If your company has ever been involved in any type of litigation, you may have been advised at one point or another that regardless of the merits of your case, costs would make pursuing or defending the case prohibitively expensive. No litigation activity has more potential to drive up costs than discovery. The need to collect, review and produce tens or even hundreds of thousands of pages of documents, respond to intricate and detailed interrogatories and make numerous employees available for depositions has the potential to put serious strain on your company’s litigation budget or rainy day fund. Having to respond to discovery can also result in serious disruption to everyday operations.
The trend over the past decade and a half has been toward electronic document and email discovery, which many have identified as a major driver of increasing costs. While the electronic storage of documents and use of email have grossly expanded the number of records that must be searched to satisfy an opposing party’s document demand, it is also the breadth of material that could potentially be responsive to broadly worded demand that makes discovery so expensive.
Both federal and New York courts have recently taken steps to reduce the cost of discovery by introducing the concept of proportionality. Proportionality requires parties and courts to restrict the scope of discovery so that it fits within the size, scope and importance of the litigation. Proportionality rules recognize that it does not make sense for parties to spend $100,000 completing discovery where the plaintiff only seeks $150,000 in damages, and they give courts and parties a basis to take steps that restrict the use of discovery devices where appropriate.
On Oct. 5, the preamble of the discovery rules for cases filed in the state’s Commercial Division was amended to read in part: “The Commercial Division is mindful of the need to conserve client resources, encourage proportionality in discovery, promote efficient resolution of matters, and increase respect for the integrity of the judicial process.” Parties arguing for the addition of proportionality language believe that this guidance, along with previous rule changes limiting the use of interrogatories and depositions, will reduce discovery costs in New York courts.

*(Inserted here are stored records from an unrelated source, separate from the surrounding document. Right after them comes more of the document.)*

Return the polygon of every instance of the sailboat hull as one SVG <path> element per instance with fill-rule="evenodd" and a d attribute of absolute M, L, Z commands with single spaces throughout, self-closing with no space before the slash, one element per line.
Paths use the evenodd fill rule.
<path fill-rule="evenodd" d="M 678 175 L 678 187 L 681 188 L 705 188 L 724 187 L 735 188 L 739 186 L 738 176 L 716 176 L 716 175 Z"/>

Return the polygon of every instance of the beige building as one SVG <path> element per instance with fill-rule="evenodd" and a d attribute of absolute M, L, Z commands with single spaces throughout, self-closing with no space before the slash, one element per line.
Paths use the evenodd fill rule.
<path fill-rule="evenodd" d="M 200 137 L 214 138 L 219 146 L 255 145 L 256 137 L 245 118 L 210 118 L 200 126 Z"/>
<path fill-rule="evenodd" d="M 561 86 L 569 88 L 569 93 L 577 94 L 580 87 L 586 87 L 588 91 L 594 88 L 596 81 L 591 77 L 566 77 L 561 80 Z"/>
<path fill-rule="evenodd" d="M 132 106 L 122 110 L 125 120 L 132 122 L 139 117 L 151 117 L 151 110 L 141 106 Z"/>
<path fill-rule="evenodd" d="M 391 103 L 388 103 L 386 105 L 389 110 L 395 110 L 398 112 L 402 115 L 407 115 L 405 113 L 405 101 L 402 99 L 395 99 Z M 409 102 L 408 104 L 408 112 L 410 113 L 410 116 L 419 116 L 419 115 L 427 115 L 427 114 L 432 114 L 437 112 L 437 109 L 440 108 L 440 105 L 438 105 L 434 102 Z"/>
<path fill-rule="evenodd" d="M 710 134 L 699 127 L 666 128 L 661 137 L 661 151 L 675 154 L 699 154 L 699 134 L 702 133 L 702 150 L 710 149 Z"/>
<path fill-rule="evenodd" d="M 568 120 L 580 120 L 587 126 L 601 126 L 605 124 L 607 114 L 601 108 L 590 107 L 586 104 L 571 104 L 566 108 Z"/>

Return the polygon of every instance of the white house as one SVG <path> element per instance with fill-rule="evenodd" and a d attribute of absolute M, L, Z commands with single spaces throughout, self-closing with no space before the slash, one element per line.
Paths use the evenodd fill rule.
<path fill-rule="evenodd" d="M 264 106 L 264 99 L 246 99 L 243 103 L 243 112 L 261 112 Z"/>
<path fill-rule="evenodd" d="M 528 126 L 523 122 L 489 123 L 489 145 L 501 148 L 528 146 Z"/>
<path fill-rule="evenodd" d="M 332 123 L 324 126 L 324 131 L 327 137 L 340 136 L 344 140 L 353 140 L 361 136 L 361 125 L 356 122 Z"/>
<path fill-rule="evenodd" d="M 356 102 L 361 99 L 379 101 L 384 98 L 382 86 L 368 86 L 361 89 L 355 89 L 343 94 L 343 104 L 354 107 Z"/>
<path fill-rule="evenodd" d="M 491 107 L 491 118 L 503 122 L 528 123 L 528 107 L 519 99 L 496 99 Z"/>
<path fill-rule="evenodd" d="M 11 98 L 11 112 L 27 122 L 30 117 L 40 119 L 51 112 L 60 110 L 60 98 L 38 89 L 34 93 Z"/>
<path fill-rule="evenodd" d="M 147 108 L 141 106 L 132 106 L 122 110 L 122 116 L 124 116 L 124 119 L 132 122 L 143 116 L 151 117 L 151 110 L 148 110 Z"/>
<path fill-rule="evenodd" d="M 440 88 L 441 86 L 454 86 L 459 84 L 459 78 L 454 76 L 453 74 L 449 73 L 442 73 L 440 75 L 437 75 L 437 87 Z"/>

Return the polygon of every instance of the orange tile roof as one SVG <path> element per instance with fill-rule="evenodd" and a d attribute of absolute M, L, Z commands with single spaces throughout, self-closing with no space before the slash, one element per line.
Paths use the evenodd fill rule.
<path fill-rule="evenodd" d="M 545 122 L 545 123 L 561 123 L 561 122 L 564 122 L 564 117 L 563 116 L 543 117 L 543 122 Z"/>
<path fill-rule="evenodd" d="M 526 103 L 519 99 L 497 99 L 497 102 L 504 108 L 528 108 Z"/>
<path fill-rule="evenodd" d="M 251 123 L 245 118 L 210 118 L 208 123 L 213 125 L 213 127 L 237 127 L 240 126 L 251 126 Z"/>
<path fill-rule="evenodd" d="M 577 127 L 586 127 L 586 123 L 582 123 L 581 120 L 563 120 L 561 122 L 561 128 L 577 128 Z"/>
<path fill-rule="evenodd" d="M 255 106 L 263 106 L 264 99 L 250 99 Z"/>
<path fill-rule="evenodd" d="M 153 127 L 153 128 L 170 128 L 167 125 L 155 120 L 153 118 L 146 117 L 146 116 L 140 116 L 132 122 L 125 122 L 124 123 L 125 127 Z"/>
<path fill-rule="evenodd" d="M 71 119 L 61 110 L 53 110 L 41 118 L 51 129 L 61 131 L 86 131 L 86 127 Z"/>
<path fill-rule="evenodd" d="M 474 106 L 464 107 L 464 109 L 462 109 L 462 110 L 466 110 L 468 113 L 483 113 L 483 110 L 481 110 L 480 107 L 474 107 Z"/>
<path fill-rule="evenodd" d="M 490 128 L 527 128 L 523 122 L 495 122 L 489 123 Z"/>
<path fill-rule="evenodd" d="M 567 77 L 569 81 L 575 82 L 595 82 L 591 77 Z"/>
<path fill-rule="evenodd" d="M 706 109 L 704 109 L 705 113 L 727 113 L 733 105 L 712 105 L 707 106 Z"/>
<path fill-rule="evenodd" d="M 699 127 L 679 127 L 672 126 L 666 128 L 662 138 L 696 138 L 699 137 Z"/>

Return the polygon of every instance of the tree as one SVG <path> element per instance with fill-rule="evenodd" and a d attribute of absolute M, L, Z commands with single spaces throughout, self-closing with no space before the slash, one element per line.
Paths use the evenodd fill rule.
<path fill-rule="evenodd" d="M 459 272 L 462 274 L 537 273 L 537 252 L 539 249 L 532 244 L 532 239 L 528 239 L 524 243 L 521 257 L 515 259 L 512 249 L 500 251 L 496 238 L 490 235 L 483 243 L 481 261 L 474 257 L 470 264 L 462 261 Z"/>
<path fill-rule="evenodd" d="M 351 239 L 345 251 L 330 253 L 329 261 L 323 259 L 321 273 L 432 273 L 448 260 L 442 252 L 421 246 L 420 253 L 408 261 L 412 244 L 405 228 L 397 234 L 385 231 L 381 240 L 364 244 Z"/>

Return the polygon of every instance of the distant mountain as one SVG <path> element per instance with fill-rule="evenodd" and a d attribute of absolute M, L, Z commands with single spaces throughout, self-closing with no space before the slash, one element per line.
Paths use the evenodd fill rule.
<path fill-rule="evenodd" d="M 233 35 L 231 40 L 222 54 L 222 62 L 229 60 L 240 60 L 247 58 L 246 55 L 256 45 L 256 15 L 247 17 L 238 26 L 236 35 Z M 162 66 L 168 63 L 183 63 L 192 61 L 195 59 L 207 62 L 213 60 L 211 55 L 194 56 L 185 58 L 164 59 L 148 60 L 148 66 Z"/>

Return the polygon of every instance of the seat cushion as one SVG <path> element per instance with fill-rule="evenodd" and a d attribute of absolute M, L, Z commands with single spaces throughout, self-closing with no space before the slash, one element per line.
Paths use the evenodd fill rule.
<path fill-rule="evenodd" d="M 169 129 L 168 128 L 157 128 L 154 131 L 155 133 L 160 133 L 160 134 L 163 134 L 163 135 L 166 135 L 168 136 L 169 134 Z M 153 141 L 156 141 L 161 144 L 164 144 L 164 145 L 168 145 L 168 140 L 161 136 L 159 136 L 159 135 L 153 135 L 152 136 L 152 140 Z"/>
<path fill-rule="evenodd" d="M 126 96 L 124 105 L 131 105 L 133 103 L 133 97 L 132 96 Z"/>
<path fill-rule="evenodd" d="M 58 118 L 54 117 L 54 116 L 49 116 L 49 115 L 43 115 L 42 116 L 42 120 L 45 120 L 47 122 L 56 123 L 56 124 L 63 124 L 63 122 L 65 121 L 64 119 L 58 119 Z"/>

More substantial changes will soon go into effect in federal courts. Beginning Dec. 1, the scope of discoverable material in federal court will no longer be all material that is “reasonably calculated to lead to the discovery of admissible evidence.” Instead, the Federal Rules of Civil Procedure will soon limit discovery to “non-privileged matter(s) that (are) relevant to any party’s claim or defense and proportional to the needs of the case, the amount in controversy, the parties’ relative access to relevant information, the parties’ resources, the importance of the discovery in resolving the issues, and whether the burden or expense of the proposed discovery outweighs its likely benefit.”
While both amendments should have a positive effect on the costs of litigation overall, it is too soon to tell how much of an effect they will have on individual lawsuits. Discovery is still likely to be a major litigation expense, and cases will still settle to avoid that expense. However, many business owners could benefit from these recent efforts to lower litigation costs.
Curtis A. Johnson is an associate in the Rochester office of Bond, Schoeneck & King PLLC where he practices in the areas of commercial litigation and creditors’ rights.